Through my relationship with Rami Hamdallah and people like him, I have changed many of my views. I have come to understand, respect, admire and authentically befriend in a very deep way many Palestinian academics, community organizers, civil society activists, students and institutional leaders who have dedicated their efforts to building a state which is independent, democratic, peaceful, socially just, responsible and a leader in the promotion of intellectual progress.
Rami Hamdallah is a prime ministerial example of these people.
That my views required change is not hard to understand. My parents were survivors who fled and ultimately settled in New York. For at least five generations, my family has been in the forefront of the movement to establish the State of Israel, to revive the Hebrew language, and to encourage the growth, development and safety of the state. With this upbringing, I had never encountered an Arab or Palestinian, and everything I was told about them taught me to fear them and to dismiss their claims.

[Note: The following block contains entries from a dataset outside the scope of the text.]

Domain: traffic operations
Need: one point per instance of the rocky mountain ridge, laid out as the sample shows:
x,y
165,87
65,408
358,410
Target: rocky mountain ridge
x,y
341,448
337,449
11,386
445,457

I believe that the majority of The Jerusalem Post’s readership experienced upbringings not dissimilar from my own. Further, the very real history and threat of violence, regional instability, and passionate counterclaims within Israel reinforce negative stereotypes about “the other.”
Perhaps this piece may make a small contribution to opening doors rather than closing them by acquainting you with Rami Hamdallah from someone who knows him well.
The author is a professor of social work and the founder/director of ICAN McGill-International Community Action Network.